We have drifted so far from what made us loving and human. Each little change seems innocent enough. It's hard to see what is lost until it is too late. In this current coronavirus crisis, like never before I believe we see a loss in our humanity. I recently listened to a concentration camp survivor describe her view of the dehumanization of Germany as the atrocities continued to escalate. She described how before they went after the Jewish people, they went after the disabled, then the mentally ill, followed by the elderly, who they referred to as the "wasteful eaters". She then draws an analogy to what she saw in Nazi Germany and what she sees in the response to the current crisis. She points to the purposeful sending of the sick elderly into long term care facilities who were in no position to handle this disease, resulting in the deaths of so many of our elderly. As I step back and view my profession I am saddened. Medicine was the picture of what it meant to extend a human touch, love to the hurting. But over the past generation, before my eyes, the system which I grew to love has been replaced by efficiency, cost considerations, a focus on lifestyle for the physician over the profession. Most are probably unaware that hospitals have largely moved away from their private physicians and to a hospitalist model. The hospitalists work shifts. The hospitalists don't know you. So, if you have had a doctor who has known you for thirty years and you have formed a strong bond, but now you find yourself very sick, a hospitalist who has no relationship with you cares for you in the hospital. Though your own doctor who knows you and your family would care only for you, not seeing the expense, who would fight for you even when it doesn't make sense, he or she is not the one making these decisions. Instead, you will often be managed in a cold model of efficiency, by caretakers who don't know you at all. So, when you ask how loved ones could be not allowed with their loved ones as they are dying alone in a hospital bed from coronavirus, which though contagious, carries a less than a one percent chance of killing others, now it begins to make sense. It's not that these caretakers are individually cold or uncaring, they simply follow the dictates of a cold system.
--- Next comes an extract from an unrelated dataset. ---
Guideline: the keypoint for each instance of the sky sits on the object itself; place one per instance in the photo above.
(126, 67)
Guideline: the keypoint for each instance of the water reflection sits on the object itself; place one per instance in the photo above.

I know that many in our nation are praying. But we had better step back and ask what it is we are praying for. Are we praying for the status quo? Because the status quo is not the status quo which existed thirty years ago. I can speak of the medical profession since I entered medical school in 1984 and have seen its transformation from a model of love and humanity into a model of efficiency and cost effectiveness. I'm sure that many of you in your specific lives can recant similar examples. We read in James 4:2-4, "Yet you do not have because you do not ask. You ask and do not receive, because you ask amiss, that you may spend it on your pleasures. Adulterers and adulteresses! Do you not know that friendship with the world is enmity with God? Whoever therefore wants to be a friend of the world makes himself an enemy of God?" As so many pray for things surrounding the elections, the shutdowns, etc., what is it that we are truly praying for? Are we praying for revival? Are we praying for a return to humanity? Or, are we praying that we can return to the things that we had, the toys that we enjoyed, the godless lifestyle that we miss? We need to step back and ask ourselves whether our priorities are selfish or whether they align with God's word? We read in James 4:7-8, "Therefore submit to God. Resist the devil and he will flee from you. Draw near to God and He will draw near to you. Cleanse your hands, you sinners; and purify your hearts, you double-minded."

Our nation has drifted so far from the principles which were respected at its founding. We as people, like sheep, often follow the dictates of what society directs us to do. Many well meaning people have allowed themselves to become cold and robotic as they emotionlessly go through life doing what is expected of them. God will not be mocked (Galatians 5:7). We are called to be different. Anything short of revival will simply not be enough. We can not yearn for the "good old days", when those days, if honest, were steeped in godlessness. We must individually repent of our sins, and turn our hearts to God. We need to fall on our knees, broken, realizing what it is that our nation has become. We need to return to God, or come to God for the first time. As we look around at a nation which in many ways has lost its humanity, and certainly its love for God, how I pray that we recognize how far we have drifted and pray to our God who always listens to the broken individual.